We meet a host of characters at Highland: the homeless addict who comes in so often the staff know him by name; twelve year old Deja, whose Dad is scared to tears she’s going to die, like his other child; the carpet layer, who keeps working through excruciating pain caused by spinal spurs. The staff also step in front of the camera, negotiating hospital bureaucracy and juggling their inadequate resources to help out as many people as they can in their twelve hour shifts.

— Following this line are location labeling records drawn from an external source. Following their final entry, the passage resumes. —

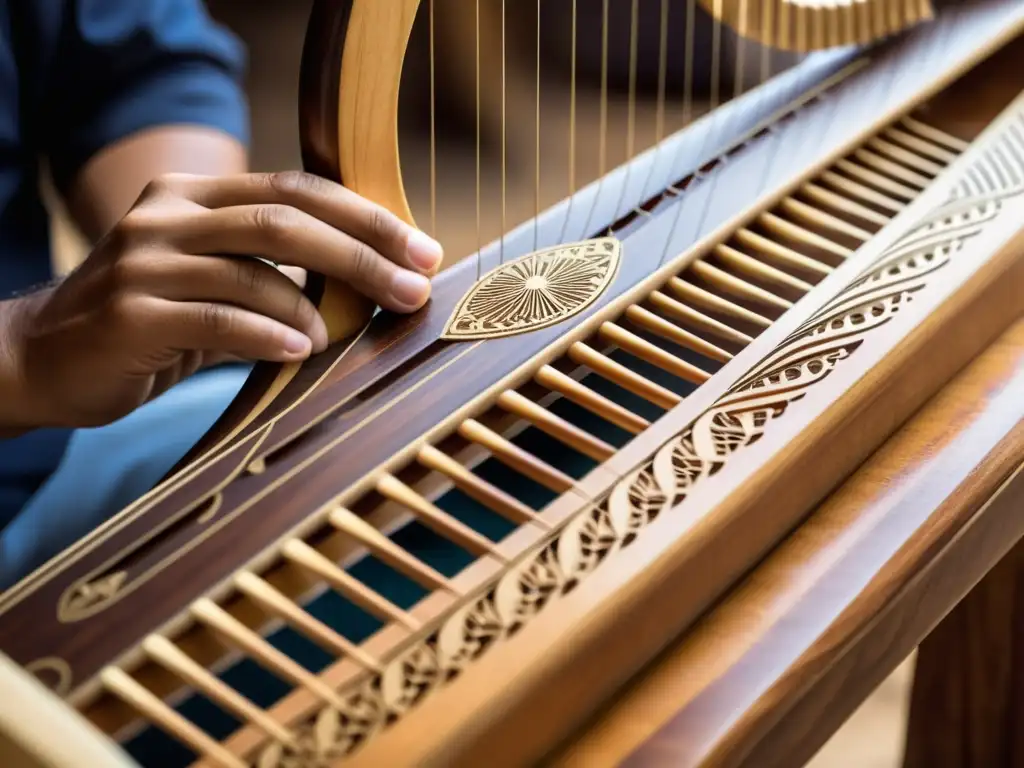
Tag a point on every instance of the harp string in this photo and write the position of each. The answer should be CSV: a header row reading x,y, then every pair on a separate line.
x,y
631,104
572,128
501,258
433,129
537,138
479,239
602,139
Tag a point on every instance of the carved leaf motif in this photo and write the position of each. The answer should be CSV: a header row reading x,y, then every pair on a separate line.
x,y
536,291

Through these people, Nicks exposes the many shortcomings of the American healthcare system, where people without insurance are shunted from one facility to the next, getting sicker and poorer with every step. Nicks should be commended for the honesty in this film. He never victimises people for the sake of the story, but makes it clear that they are inevitably victims of a society that will make no concessions for them. Nicks portrays his characters with compassion, showing their misfortune, but also their resilience. As well as being serious and thought provoking, The Waiting Room is an engrossing watch.

This film is part of a larger project that is pulling together stories from the various people who wind up in Highland Hospital, with the aim of creating a platform for their thoughts to be made public and prominent.